Skip to main content

Overview

Conductor is a simple and elegant tool that helps orchestrate your research computing. Conductor automates your research computing pipeline, all the way from experiments to figures in your paper.

Installing

Conductor requires Python 3.8+ and is currently only supported on macOS and Linux machines. It has been tested on macOS 10.14 and Ubuntu 20.04.

Conductor is available on PyPI and so it can be installed using pip.

pip install conductor-cli

After installation, the cond executable should be available in your shell.

cond --help

Getting Started

A quick way to get started is to look at Conductor's example projects. Below is a quick overview of a few important Conductor concepts.

Project Root

When using Conductor with your project, you first need to add a cond_config.toml file to your project's root directory. This file tells Conductor where your project files are located and is important because all task identifiers (defined below) are relative to your project root.

Tasks

Conductor works with "tasks", which are jobs (arbitrary shell commands or scripts) that it should run. You define tasks in COND files using Python syntax. All tasks are of a predefined "type" (e.g., run_experiment()), which are listed in the task types reference documentation.

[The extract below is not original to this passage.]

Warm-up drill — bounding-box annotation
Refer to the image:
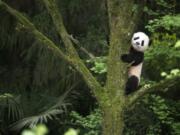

Conductor's tasks are very similar to (and inspired by) Bazel's and Buck's build rules.

Task Identifiers

A task is identified using the path to the COND file where it is defined (relative to your project's root directory), followed by its name. For example, a task named run_benchmark defined in a COND file located in experiments/COND would have the task identifier //experiments:run_benchmark. To have Conductor run the task, you run cond run //experiments:run_benchmark in your shell.

Dependencies

Tasks can be dependent on other tasks. To specify a dependency, you use the deps keyword argument when defining a task. When running a task that has dependencies, Conductor will ensure that all of its dependencies are executed first before the task is executed. This allows you to build a dependency graph of tasks, which can be used to automate your entire research computing pipeline.

Task Outputs

Tasks usually (but not always) will need to produce output file(s) (e.g., measurements, figures). When Conductor runs a task, it will set the COND_OUT environment variable to a path where the task should write its outputs. See the example projects for an example of how this is used. All task outputs will be stored under the cond-out directory.

Similarly, Conductor will also set the COND_DEPS environment variable to a colon (:) separated list of paths to the task's dependencies' outputs. If the task has no dependencies, the COND_DEPS environment variable will be set to an empty string.

It's important to write task outputs to the path specified by COND_OUT. This ensures other tasks can find the current task's outputs, and also allows Conductor to archive your tasks' outputs.